I most enjoyed the sense of community from ‘critical friends’ on the course and I had fantastic tutors who were and are so knowledgeable and promoted our independence in navigating research and new and familiar literature.

My experience was great under my course leader Dr Soo Sturrock – all the tutors were experienced and knowledgeable and I thank each and every one of them. 

My MA research project

The research and reading I undertook was in a topic area that I was and am passionate about as a practitioner researcher. It also shared similarities and differences to other projects undertaken by colleagues on my course, which I found illuminating.  I learned so much from others- whether it be methodology discussion or a critical question about a shared reading or my own writing.

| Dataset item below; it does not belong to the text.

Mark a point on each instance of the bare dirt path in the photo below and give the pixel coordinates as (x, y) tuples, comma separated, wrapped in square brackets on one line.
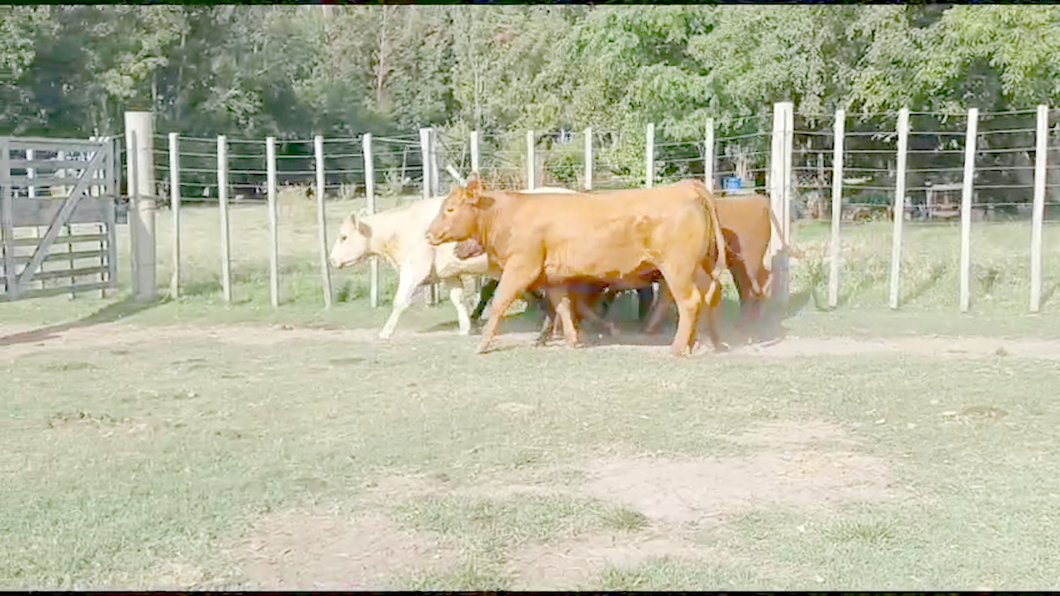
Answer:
[(17, 340)]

My research project aimed to explore an important gap in the intersection of mathematical reasoning, talk and talk cue cards. My research was titled ‘Key Stage 2 Children’s Experiences of Talk Cue Cards to Support Mathematical Reasoning (Case Study of 8 Children Working in Pairs)’.

I chose it because I had noticed an important theme across many of my observations over the year, which I considered worthy of investigating at MA level. Irrespective of attainment levels, I had observed that children appeared to have difficulties reasoning mathematically.  Often adult perspectives inform research. In this project, children were at the heart of the research, in order to understand more about their experience of mathematical talk and reasoning.

The impact of my dissertation

The impact of my dissertation is that it allowed me to examine my own classroom practice through the lens of the children, with implications for other classes and primary schools and policy. Talk deserves its place in mathematics and in any subject.

I have had the chance to share my findings with other practitioners and also shared the positive impact of allowing learners to have their own copies of stem sentences and questions, rather than these being on the wall. Children found that talk cue cards help provide a helpful starting point for talk.

My dissertation also explored how some children modified the stem sentences, after becoming much more familiar with them, or added words to make their partner’s response much more specific within the mathematical context.

I don’t believe this would have happened without the rigour of doing the MA!

My advice to future students 

  • Go for it – it is never too early or late to start!
  • Keep asking questions when you read. Why have they said this? Who holds an opposing view?
  • Don’t be too precious about a viewpoint – it can change.